In 2016, Foxx ran against incumbent Anita Alvarez. At the time, Alvarez was the center of much criticism after the 2014 death of an African-American teenager, LaQuan McDonald, at the hands of Chicago police officer Jason Van Dyke.
Foxx’s platform was generally one of criminal justice reform. At the time, she told local ABC News affiliate WLS-7 that she was hoping on “restoring faith in our criminal justice system” and “bridging the divide between the community and law enforcement.”
In 2016, chicagoist.com reported that Alvarez had taken in donations from the “old-boy” network, however Foxx found other donors. One of those donors was Soros:
But Kim Foxx has also found two other sources of cash, in the form of twin $300,000 donations to a Super PAC supporting her called Illinois Safety & Justice. The sole donors to the PAC are neoliberal superdonor and conservative-boogeyman George Soros and a “dark-money” group called Civic Participation Action Fund. A Super PAC is a fundraising group, created by the 2010 Supreme Court Citizens United decision, that can raise as much money as they want for any candidate or cause—as long as they don’t coordinate on any level with political campaigns, which have much smaller campaign limits.

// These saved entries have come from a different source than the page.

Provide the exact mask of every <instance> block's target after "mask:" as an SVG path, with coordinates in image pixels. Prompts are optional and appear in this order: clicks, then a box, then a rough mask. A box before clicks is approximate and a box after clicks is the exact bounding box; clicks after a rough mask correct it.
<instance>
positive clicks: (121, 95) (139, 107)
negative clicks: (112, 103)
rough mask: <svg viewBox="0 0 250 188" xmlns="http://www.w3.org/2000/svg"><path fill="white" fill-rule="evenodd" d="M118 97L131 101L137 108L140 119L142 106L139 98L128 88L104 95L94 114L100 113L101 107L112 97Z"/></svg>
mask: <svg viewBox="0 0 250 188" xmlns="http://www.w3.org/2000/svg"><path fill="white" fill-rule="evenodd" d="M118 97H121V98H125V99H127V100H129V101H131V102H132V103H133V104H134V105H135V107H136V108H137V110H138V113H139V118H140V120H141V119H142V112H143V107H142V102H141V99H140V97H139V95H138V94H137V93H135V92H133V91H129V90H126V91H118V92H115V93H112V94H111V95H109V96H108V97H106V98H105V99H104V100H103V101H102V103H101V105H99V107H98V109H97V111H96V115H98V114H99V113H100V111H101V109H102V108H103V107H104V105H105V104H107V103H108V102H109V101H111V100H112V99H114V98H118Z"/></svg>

It has been found through state campaign finance records that Soros gave $333,000 to Kim Foxx’s Super PAC prior to the March 15, 2016 primary. He donated another $75,000 after she won.
Foxx beat out Alvarez in the primary, taking the win in the fall with no issue.
Breitbart News explains, “Soros has been intervening in local races for prosecutor, state’s attorney, and district attorney — often backing left-wing Democrats against other Democrats in doing so.”
In 2018, Breitbart News reported:
Left-wing billionaire George Soros continues to pour millions of dollars into hitherto-obscure local races for district attorney, backing “progressive” candidates who are opposing more traditional law-and-order prosecutors.
The Los Angeles Times reported earlier this month that Soros is involved in 21 district attorney races across the country — and that is just the spending that is known. He is also contributing money to non-profit organizations that are engaged in certain political activities but are not required to report donations.
The prosecutors office stated that the reason for dropping the charges against Smollett was because of his community service in the past.First assistant state’s attorney Joe Magats made the decision to drop charges.